Telling more stories of people and their life goals, the latest phase took nearly three months of shooting, five scripts using three different directors in two countries - South Africa and Malaysia. It will be broadcast in 10 markets in Asia. The creative process started almost a year ago at a regional Caltex creative conference where all the creative teams from the various markets started writing stories that support Caltex's individual products and services. The resulting five commercials were culled from more than 30 ideas.
Said Glenn Weckerlin, Caltex global marketing director and general manager, brand: "We set the bar pretty high for this round of creative. These great spots are a result of a desire to tap into universal insights, but deliver with relevance to local markets and needs."
Brian Fisher, vice-president of director of client service at McCann added: "We (McCann and Caltex) both knew exactly what the brand mission and strategy was. Therefore we were focused in our effort, but perhaps more importantly, we intuitively knew the work would fit the brand needs and also excite the consumers."
Weckerlin said Caltex's brand strategy was based on the oil industry's unique niche of playing a "small but nonetheless important role in people's lives".
"In our advertising we try to portray that by showing how we provide a little something (life's little refills), as people get on with their day-to-day activities and pursuit of their dreams.

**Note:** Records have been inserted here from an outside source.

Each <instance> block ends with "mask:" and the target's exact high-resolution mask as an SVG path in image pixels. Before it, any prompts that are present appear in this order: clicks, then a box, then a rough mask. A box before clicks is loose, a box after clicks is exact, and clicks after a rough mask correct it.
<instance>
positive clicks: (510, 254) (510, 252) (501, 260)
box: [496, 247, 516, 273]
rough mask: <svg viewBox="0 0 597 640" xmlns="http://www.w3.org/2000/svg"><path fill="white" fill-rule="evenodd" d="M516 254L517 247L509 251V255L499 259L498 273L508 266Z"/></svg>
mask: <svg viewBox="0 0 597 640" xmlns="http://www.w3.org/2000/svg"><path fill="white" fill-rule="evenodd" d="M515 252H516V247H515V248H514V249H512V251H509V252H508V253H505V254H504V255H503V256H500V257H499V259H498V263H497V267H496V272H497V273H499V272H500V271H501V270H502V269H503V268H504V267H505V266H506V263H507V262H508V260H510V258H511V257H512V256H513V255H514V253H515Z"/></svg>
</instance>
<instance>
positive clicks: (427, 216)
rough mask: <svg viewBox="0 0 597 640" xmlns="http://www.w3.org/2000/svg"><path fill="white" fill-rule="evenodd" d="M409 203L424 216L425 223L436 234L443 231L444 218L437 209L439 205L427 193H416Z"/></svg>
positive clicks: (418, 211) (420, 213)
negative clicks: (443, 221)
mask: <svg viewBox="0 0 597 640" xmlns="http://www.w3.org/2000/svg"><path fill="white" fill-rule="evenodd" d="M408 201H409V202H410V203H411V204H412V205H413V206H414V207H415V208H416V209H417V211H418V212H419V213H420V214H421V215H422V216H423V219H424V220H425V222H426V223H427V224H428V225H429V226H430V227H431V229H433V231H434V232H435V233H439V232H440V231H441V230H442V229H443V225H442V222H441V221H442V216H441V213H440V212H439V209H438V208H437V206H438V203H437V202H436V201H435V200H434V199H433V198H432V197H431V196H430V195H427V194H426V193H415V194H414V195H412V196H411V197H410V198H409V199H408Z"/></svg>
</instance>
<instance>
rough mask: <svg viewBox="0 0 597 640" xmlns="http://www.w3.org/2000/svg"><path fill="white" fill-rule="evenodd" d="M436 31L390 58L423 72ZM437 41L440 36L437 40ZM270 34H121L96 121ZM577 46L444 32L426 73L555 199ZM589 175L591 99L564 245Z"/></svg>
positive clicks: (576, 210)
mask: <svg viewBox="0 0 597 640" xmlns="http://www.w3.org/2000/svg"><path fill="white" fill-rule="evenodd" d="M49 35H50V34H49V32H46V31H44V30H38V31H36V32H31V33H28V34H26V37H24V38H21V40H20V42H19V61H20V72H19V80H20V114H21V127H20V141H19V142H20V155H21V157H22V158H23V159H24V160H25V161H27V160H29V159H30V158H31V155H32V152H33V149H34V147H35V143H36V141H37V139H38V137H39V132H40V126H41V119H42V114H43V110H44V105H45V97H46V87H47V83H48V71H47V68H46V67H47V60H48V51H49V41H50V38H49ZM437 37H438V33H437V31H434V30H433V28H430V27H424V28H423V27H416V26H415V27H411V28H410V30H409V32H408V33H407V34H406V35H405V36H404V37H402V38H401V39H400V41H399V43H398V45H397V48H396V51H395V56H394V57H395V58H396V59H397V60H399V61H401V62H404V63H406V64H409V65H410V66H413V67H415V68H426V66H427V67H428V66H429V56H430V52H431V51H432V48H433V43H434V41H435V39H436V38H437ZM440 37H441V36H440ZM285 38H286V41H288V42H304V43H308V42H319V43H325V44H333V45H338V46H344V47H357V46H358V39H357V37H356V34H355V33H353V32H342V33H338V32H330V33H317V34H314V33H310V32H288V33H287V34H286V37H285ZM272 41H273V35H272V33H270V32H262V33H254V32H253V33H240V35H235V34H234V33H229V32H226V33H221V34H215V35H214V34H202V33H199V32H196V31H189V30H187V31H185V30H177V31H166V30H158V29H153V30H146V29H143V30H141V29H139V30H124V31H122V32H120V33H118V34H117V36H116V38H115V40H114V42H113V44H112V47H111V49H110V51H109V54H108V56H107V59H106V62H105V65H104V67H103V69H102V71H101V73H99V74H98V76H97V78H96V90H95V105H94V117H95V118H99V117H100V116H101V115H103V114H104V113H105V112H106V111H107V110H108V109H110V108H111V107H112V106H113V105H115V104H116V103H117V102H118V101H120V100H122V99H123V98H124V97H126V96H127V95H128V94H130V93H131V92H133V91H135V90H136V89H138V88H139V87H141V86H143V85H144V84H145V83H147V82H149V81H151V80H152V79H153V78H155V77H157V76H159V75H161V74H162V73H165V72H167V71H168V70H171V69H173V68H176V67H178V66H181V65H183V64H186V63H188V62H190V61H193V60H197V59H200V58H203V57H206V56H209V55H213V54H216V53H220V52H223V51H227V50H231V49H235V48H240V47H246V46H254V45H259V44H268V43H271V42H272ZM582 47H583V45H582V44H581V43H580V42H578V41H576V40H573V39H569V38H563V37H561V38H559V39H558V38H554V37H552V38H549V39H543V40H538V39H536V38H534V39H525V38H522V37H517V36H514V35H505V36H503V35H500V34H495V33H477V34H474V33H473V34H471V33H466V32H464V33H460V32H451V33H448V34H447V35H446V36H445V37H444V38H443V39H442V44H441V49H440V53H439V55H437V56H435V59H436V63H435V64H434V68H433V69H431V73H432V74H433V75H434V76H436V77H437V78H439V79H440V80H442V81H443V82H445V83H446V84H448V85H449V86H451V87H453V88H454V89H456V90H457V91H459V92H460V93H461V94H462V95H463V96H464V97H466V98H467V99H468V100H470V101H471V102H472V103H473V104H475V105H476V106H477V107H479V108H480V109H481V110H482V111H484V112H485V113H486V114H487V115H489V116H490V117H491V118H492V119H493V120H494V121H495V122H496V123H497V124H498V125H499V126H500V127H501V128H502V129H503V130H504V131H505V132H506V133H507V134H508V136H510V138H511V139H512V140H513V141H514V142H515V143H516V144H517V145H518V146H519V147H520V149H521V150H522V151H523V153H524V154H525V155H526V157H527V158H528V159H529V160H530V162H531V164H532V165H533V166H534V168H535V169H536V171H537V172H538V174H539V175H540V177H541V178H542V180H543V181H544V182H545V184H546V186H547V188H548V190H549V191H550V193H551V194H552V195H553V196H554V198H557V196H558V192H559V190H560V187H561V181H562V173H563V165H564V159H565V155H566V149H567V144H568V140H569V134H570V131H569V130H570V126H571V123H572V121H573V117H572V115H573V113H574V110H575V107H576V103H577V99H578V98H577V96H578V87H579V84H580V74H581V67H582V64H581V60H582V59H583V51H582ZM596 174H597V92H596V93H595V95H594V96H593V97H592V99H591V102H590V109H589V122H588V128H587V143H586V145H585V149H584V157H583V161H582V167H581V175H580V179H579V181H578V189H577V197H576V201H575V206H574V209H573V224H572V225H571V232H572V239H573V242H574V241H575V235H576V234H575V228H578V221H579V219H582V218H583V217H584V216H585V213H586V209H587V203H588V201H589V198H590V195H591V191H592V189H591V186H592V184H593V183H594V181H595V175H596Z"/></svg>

"Sticking to this concept will be critical to carving out a competitive advantage over the long term so we would not change as a result of a change in agency. In fact we made that very clear in conversation with DY&R during the transition and they wholeheartedly supported the strategy because they too saw it as differentiating," said Weckerlin.
To add local flavour to the commercials, a different taxi is used in each market in the Taxi Driver ad - a jeepney for the Philippines, mini vans for South Africa and a Mercedes-Benz for Singapore.
"It's one of the most complicated shoots I've ever managed," said producer Frances Tan.
"We had to re-shoot the same script with Asian, Caucasian and African talent ... trying to not only manage different talent, but left/right hand drive, whether markets were self serve or full serve at the petrol pumps; the logistics were a real drama."
The spots will run in Singapore, Malaysia, Thailand, the Philippines, Hong Kong, Cambodia, New Zealand, and South Africa on terrestrial and cable TV throughout 2003 and 2004.
As part of the realignment, the media brief was moved from Universal McCann to Mediaedge:cia.